What About Him?
Written by © Nelly Vee 2026
He learned her sadness by memory. Not casually. Not occasionally. But intimately.
He knew the difference between her tired silence and her breaking silence. He recognized the weight in her breathing before she even admitted something was wrong. He memorized the pauses between her words, the ones quietly asking, “Hold me together because I am falling apart again.”
And he always did. Every single time.
He became her shelter without ever asking for recognition. Late-night conversations became routine. He answered calls while half asleep, talked her through anxiety, sat patiently through emotional storms, and carried her pain as though it were his responsibility to make it lighter.
When life bruised her spirit, she came to him. And no matter what he was personally carrying, he opened the door emotionally.
Even when exhaustion sat heavily inside him. Even when his own mind was unraveling quietly in places nobody could see.
Because somewhere along the way, men like him are taught that love means endurance. That strength means silence. That loyalty means suffering privately while making sure everyone else survives publicly.
So he gave. Without counting. Without measuring. Without conditions.
He gave attention when he needed rest. Reassurance when he needed reassurance himself. Protection when he secretly wished someone would protect his peace too.

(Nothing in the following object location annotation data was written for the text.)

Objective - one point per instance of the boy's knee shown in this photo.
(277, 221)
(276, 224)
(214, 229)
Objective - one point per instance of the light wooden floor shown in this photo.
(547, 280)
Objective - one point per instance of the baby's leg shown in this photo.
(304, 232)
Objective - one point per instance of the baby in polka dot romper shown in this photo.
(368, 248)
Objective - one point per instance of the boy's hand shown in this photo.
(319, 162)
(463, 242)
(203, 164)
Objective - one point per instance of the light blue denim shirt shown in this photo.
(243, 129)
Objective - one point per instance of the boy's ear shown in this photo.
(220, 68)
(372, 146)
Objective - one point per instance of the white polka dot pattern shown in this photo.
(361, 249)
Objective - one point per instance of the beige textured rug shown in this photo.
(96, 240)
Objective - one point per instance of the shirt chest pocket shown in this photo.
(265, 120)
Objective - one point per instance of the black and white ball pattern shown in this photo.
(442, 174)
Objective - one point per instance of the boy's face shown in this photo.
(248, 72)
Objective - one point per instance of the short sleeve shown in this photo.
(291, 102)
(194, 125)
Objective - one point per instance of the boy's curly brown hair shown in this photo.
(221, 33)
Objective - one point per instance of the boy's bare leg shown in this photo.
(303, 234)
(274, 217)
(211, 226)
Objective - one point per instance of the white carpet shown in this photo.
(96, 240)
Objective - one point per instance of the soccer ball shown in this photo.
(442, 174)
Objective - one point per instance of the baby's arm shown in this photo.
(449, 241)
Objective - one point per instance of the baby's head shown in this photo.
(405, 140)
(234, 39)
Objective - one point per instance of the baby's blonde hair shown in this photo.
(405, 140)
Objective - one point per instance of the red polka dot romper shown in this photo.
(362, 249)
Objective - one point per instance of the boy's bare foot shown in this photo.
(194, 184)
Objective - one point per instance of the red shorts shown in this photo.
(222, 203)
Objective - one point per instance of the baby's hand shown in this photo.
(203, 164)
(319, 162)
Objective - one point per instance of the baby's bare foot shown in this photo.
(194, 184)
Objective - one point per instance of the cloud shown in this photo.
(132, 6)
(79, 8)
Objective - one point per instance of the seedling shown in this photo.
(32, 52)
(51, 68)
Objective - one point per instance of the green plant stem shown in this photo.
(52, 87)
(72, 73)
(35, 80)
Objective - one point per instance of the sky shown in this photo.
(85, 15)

And slowly, almost invisibly, pieces of him started disappearing.
That is the tragedy of one-sided love. The giver rarely notices his own emptiness until he is already emotionally starving.
Then one day, his voice cracked.
Not dramatically. Not aggressively. Just honestly.

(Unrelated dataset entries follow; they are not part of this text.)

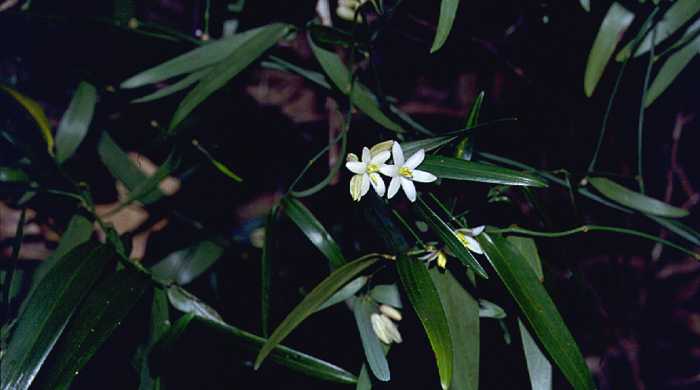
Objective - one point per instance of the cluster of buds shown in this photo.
(383, 325)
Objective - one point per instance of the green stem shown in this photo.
(587, 228)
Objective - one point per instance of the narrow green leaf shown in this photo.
(458, 169)
(538, 366)
(49, 308)
(635, 200)
(447, 235)
(671, 68)
(526, 288)
(462, 314)
(199, 58)
(280, 354)
(75, 122)
(678, 14)
(174, 87)
(614, 25)
(267, 268)
(424, 297)
(37, 113)
(237, 60)
(362, 97)
(100, 314)
(316, 297)
(312, 228)
(371, 344)
(448, 10)
(344, 293)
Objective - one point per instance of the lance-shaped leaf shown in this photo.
(312, 228)
(424, 297)
(75, 122)
(538, 307)
(635, 200)
(462, 314)
(202, 57)
(311, 302)
(671, 68)
(376, 359)
(459, 169)
(224, 71)
(362, 97)
(538, 366)
(448, 10)
(100, 314)
(49, 309)
(447, 235)
(614, 25)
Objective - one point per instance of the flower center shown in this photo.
(405, 172)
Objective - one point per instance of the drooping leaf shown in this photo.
(671, 68)
(635, 200)
(462, 314)
(614, 25)
(362, 97)
(95, 320)
(312, 228)
(37, 113)
(49, 309)
(371, 344)
(316, 297)
(75, 122)
(448, 236)
(458, 169)
(221, 73)
(448, 10)
(197, 59)
(424, 297)
(678, 14)
(538, 307)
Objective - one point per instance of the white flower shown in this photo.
(467, 238)
(385, 328)
(366, 172)
(405, 173)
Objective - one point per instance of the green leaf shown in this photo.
(462, 314)
(100, 314)
(362, 97)
(635, 200)
(678, 14)
(448, 10)
(371, 344)
(424, 297)
(75, 122)
(234, 63)
(458, 169)
(671, 68)
(280, 354)
(195, 60)
(344, 293)
(271, 221)
(311, 302)
(526, 288)
(49, 309)
(614, 25)
(448, 236)
(312, 228)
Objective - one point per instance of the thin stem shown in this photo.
(587, 228)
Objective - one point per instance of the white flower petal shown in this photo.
(356, 167)
(423, 177)
(397, 152)
(408, 188)
(414, 161)
(394, 187)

And suddenly the atmosphere changed.
The same man who listened to her cry for hours somehow became “too emotional” the moment his own pain surfaced. When he finally admitted, “I am hurting too,” it no longer felt safe for him to speak.
His emotions became inconvenient. Heavy. Uncomfortable. Too much.
And that broke something inside him.
Not because he expected perfection. Not because he wanted to be rescued. But because he realized he had spent so much time becoming a safe place for her, while she never learned how to become one for him.
He carried her grief carefully, like it mattered. So why did his pain suddenly feel negotiable?
Why are men expected to absorb emotional earthquakes without shaking themselves? Why does society applaud vulnerability in everyone except the man quietly collapsing in front of them?
Who checks on the man who checks on everybody else? Who notices the emotional fatigue hidden behind his calm tone? Who asks him if he is okay, and actually waits long enough to hear the truth?
Because behind strong shoulders, there is still a human heart.
A heart that gets tired. A heart that aches quietly. A heart that wants softness too.
Not worship. Not praise. Not control.
Just balance. Partnership. Reciprocation.
He was never asking her to carry everything. He simply wanted her to notice that he had been carrying far too much alone.
And maybe that is the cruelest loneliness a man can experience: being deeply needed, deeply relied on, deeply depended upon, while never truly feeling emotionally cared for in return.